I suppose the OP struck a nerve with me because I’m finding myself in a very similar situation, having to make a similar decision. Similar but much more personal in that it isn’t some distant aunt or cousin but an immediate relative who is not vaccinated and it is a formal family function coming at the end of this year. Most of the people attending whom I know are already or will be vaccinated by then. But not this particular individual (& partner). My suspicion is that there will be a number of attendees who are also not vaccinated but I do not know them personally.

So, “Fuck you, you anti-vax lunatic!” at what personal cost?.. is the question I’m not only asking in general, but also having to answer for myself, specifically. I suspect it will be a common question being asked by more and more people as time goes on and social behaviors begins to return to the pre-pandemic normal. And while vaccines are not “a panacea” (I never said they were), they do play a very significant role in changing the risk assessment equation for the majority of those who are vaccinated.

I would lie through my teeth, without hesitation.

I would say, while I’m not willing to elaborate on something as deeply personal as my medical condition, I am uncomfortable with this interaction. Would love to see you another time, perhaps when things look better. I know I can rely on your discretion to NOT discuss my medical status with anyone else. Thank you for your understanding, sending our love!

Done and done.

Why is it always up to us to compromise with those who refuse to budge? Is the relationship worth saving to the person who refuses to get a vaccine? Apparently not. If it’s not worth it to them to go through a minor inconvenience to save the relationship, then why should it be worth it to me?

The personal cost is the elimination of toxic people from your life who would put you and yours into danger in order to indulge in their irrationality.

Not that high a cost, IMHO.

All you are doing if you enable them is ensuring that they pay no personal cost for their actions.

OP, you are not being a jerk. It is perfectly reasonable to want to protect yourself and your family from an unprecedented public health crisis. I tend towards being direct, so I would tell the person why they were not welcome, or only welcome under certain circumstances, but however you want to communicate to the relative how you are willing to see them is fine.

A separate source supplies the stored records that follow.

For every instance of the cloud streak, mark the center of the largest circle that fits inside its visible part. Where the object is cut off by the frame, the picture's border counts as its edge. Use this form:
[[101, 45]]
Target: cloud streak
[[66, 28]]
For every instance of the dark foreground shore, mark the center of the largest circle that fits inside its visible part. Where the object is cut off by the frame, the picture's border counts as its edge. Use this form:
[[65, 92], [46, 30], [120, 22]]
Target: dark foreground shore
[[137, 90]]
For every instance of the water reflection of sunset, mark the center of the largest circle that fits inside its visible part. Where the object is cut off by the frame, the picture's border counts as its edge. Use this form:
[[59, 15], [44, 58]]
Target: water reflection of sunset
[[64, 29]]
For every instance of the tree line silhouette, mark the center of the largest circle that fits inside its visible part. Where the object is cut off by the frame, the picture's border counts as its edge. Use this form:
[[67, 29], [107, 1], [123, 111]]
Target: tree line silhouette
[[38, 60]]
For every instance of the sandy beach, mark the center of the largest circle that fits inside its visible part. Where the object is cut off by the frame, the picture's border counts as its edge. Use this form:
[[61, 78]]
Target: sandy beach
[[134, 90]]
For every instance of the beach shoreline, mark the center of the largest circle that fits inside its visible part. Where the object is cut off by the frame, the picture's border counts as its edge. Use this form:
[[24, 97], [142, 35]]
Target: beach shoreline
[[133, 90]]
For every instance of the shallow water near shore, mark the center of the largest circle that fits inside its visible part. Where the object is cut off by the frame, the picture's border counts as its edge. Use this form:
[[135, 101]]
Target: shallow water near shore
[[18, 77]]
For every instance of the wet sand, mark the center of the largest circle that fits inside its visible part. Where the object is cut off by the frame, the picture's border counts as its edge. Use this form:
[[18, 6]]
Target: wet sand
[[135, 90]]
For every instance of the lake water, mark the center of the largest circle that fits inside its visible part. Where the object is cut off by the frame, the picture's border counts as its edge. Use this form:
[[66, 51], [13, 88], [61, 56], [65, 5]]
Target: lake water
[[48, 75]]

I am constantly amazed at people like your relative who insist on making an already difficult and stressful situation like the pandemic more difficult and stressful and I think that they get away with it because they often don’t suffer any consequences for their bad behavior.

Is she justified in preventing you from attending her wedding in order to stick to hers?

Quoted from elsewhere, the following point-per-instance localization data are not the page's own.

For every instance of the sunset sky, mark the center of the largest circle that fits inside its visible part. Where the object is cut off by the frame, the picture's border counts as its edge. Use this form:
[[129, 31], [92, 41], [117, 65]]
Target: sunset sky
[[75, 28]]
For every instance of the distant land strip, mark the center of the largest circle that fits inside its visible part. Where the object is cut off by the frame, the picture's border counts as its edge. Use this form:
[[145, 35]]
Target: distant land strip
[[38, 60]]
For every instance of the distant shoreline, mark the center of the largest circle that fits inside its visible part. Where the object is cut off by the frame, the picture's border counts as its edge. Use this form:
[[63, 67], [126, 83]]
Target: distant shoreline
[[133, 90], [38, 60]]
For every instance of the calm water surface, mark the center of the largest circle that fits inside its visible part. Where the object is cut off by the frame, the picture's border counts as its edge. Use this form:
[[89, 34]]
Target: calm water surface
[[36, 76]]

I have a whole lot of differences with my parents. They supported Trump, and while they don’t quite buy into the big lie, they have some questions about the election.

But, they got vaccinated, so I visited and even gave my mother a hug on Mother’s day.

I guess if that’s what she prefers to getting a vaccine to protect both herself and around her, then the cost to her isn’t that high.

Of course, if you cave, then she pays no cost at all.

Yes, that we should indulge in their stubborness by caving in and enabling it.

I love and respect my daughter and new son-in-law so much for eloping and streaming their wedding recently just to avoid any awkward situations.

I get your point, but there are so many valid, logical workarounds.

I’d be overjoyed if my daughter and future son-in-law made that decision. I’m biting my tongue and hoping they will come around but it doesn’t seem to be in the cards given their current plans.

And why would they make that decision if they know that it comes at no personal cost to them?